CI: on push to main, .gitea/workflows/build-docker.yml builds and pushes using the same secrets pattern as your other Gitea repos (DOCKER_REGISTRY, DOCKER_USERNAME, DOCKER_PASSWORD).
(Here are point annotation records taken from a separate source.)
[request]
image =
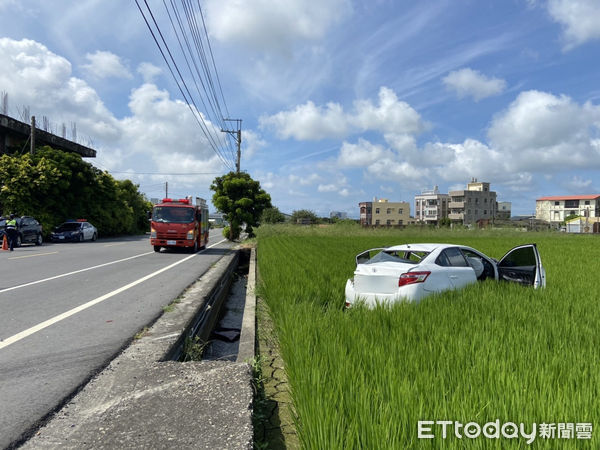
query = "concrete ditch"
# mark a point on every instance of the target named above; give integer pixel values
(145, 399)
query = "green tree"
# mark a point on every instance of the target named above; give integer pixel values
(304, 216)
(53, 186)
(241, 199)
(272, 215)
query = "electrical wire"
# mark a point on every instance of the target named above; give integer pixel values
(181, 83)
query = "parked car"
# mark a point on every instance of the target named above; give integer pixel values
(77, 231)
(29, 230)
(411, 272)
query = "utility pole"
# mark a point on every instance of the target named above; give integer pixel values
(237, 135)
(32, 136)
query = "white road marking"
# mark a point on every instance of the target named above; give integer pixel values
(23, 334)
(72, 273)
(31, 256)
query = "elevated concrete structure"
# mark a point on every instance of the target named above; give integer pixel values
(14, 133)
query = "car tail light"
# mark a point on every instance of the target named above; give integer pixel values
(412, 278)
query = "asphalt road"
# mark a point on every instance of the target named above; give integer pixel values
(67, 309)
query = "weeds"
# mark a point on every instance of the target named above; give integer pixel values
(193, 348)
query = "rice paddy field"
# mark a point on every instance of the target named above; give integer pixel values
(493, 353)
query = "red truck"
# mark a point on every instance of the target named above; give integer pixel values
(179, 223)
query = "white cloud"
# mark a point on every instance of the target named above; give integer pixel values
(104, 64)
(34, 76)
(471, 83)
(149, 71)
(389, 116)
(541, 131)
(362, 154)
(311, 122)
(308, 122)
(304, 180)
(272, 25)
(578, 185)
(579, 19)
(327, 188)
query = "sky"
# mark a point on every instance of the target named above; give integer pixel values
(341, 101)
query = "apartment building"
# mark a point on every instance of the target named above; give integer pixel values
(382, 212)
(555, 209)
(474, 204)
(431, 206)
(504, 210)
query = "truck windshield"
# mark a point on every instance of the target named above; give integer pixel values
(173, 214)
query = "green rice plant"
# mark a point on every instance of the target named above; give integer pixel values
(363, 378)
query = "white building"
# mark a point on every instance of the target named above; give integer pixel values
(555, 209)
(476, 203)
(431, 206)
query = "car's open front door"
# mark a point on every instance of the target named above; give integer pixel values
(367, 255)
(523, 265)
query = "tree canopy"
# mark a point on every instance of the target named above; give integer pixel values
(304, 216)
(241, 199)
(54, 186)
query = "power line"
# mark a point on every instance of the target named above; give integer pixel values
(168, 174)
(180, 81)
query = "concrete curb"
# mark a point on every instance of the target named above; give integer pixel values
(246, 350)
(140, 402)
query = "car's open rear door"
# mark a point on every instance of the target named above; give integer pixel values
(523, 265)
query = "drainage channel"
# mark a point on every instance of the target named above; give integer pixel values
(215, 335)
(224, 341)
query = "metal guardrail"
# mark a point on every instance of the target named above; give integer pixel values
(208, 315)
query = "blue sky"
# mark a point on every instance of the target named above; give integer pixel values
(341, 100)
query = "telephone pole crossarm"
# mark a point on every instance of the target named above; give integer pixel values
(237, 135)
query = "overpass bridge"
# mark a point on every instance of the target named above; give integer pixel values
(14, 134)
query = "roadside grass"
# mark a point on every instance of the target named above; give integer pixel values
(363, 378)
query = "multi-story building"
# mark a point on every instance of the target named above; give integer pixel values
(366, 213)
(381, 212)
(504, 210)
(431, 206)
(474, 204)
(555, 209)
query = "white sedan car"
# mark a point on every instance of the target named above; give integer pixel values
(411, 272)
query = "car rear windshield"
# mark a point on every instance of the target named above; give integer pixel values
(69, 226)
(173, 214)
(411, 257)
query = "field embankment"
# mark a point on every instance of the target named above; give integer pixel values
(492, 352)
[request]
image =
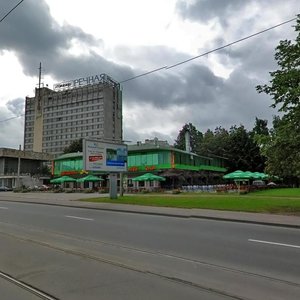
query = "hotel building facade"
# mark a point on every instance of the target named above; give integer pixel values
(88, 107)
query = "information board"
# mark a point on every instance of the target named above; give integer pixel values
(103, 156)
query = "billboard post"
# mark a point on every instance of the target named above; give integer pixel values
(99, 156)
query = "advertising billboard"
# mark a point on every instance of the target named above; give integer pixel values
(104, 157)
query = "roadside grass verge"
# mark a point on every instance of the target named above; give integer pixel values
(286, 201)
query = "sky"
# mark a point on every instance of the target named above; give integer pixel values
(74, 39)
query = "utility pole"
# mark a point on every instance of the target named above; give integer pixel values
(19, 167)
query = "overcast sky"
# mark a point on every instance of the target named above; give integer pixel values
(76, 39)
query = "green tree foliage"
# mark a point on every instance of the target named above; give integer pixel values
(75, 146)
(237, 146)
(282, 147)
(195, 138)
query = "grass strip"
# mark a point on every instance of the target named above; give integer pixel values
(288, 203)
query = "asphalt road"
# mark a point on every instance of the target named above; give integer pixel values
(74, 253)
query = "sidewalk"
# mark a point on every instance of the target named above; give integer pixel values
(65, 199)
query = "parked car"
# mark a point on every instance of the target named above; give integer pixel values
(5, 189)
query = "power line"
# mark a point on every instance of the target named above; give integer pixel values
(11, 10)
(184, 61)
(208, 52)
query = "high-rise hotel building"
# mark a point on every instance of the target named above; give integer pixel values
(88, 107)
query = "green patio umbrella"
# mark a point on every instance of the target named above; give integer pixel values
(149, 177)
(90, 178)
(259, 175)
(238, 175)
(62, 180)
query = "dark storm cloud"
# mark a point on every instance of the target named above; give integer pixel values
(16, 106)
(205, 10)
(207, 100)
(33, 35)
(198, 84)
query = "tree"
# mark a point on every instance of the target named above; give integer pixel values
(75, 146)
(242, 151)
(282, 152)
(195, 138)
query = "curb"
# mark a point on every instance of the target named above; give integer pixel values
(164, 214)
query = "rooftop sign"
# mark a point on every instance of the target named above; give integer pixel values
(95, 79)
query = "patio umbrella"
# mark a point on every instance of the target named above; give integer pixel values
(62, 179)
(260, 175)
(149, 177)
(90, 178)
(238, 175)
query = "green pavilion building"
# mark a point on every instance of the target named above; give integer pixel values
(180, 168)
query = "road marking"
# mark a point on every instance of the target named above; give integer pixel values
(26, 287)
(79, 218)
(274, 243)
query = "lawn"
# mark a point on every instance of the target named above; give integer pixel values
(285, 201)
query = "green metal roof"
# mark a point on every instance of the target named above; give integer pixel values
(69, 155)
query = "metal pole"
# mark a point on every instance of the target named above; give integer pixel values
(19, 167)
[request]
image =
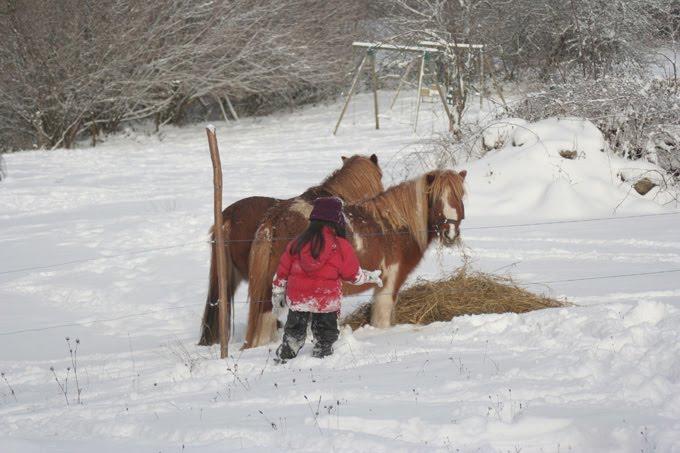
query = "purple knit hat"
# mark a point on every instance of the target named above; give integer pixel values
(328, 209)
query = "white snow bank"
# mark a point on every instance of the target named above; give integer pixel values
(556, 168)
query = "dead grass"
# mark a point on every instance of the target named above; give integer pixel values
(464, 293)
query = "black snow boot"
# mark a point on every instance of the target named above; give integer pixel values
(322, 350)
(325, 331)
(294, 335)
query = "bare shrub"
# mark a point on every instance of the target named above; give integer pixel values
(637, 116)
(72, 68)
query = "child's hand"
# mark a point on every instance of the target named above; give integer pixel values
(279, 300)
(374, 277)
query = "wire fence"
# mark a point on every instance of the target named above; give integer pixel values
(289, 238)
(192, 306)
(366, 298)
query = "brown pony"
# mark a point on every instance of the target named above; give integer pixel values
(390, 231)
(358, 178)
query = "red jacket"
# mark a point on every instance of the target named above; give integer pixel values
(315, 285)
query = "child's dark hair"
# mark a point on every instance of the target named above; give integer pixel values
(314, 236)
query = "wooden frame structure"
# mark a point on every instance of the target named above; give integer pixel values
(424, 50)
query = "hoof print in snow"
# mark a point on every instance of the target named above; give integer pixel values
(643, 186)
(567, 154)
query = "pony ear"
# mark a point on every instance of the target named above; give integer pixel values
(430, 178)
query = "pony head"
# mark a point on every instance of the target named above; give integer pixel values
(445, 189)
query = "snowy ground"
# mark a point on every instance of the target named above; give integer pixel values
(130, 217)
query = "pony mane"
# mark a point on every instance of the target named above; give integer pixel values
(405, 206)
(358, 178)
(402, 206)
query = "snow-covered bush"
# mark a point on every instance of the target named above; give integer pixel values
(638, 117)
(72, 68)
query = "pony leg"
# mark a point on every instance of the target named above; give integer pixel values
(384, 298)
(266, 330)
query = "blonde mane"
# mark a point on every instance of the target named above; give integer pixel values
(406, 206)
(357, 179)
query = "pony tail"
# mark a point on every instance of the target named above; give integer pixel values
(259, 281)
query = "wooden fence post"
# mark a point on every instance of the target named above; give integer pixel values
(224, 311)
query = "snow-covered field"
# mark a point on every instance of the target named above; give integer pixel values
(109, 245)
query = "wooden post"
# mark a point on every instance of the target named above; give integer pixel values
(351, 91)
(231, 108)
(224, 113)
(442, 96)
(420, 86)
(481, 77)
(401, 82)
(374, 84)
(224, 312)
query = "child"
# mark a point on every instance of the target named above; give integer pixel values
(309, 278)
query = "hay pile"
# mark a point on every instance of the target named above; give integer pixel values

For Docker Hub, set DOCKER_REGISTRY to docker.io (or leave per your runner docs).
Example .env
PAPERLESS_BASE_URL="https://paperless.example.com"
PAPERLESS_TOKEN="paste-token-here"
LLAMA_BASE_URL="http://127.0.0.1:9292"
LLAMA_MODEL="ggml-model-q4_k_m"
# Custom field ids in Paperless
PAPERLESS_CUSTOM_FIELD_NOTEBOOK_ID=1
PAPERLESS_CUSTOM_FIELD_NOTEBOOK_PAGE=2
PAPERLESS_DOCUMENT_TYPE_ID=3
# Optional: cap concurrent Paperless uploads (0 = unlimited)
PAPERLESS_UPLOAD_CONCURRENCY=4
# Rendering / OCR knobs
RENDER_DPI=200
OCR_MAX_TOKENS=1024
OCR_TEMPERATURE=0.0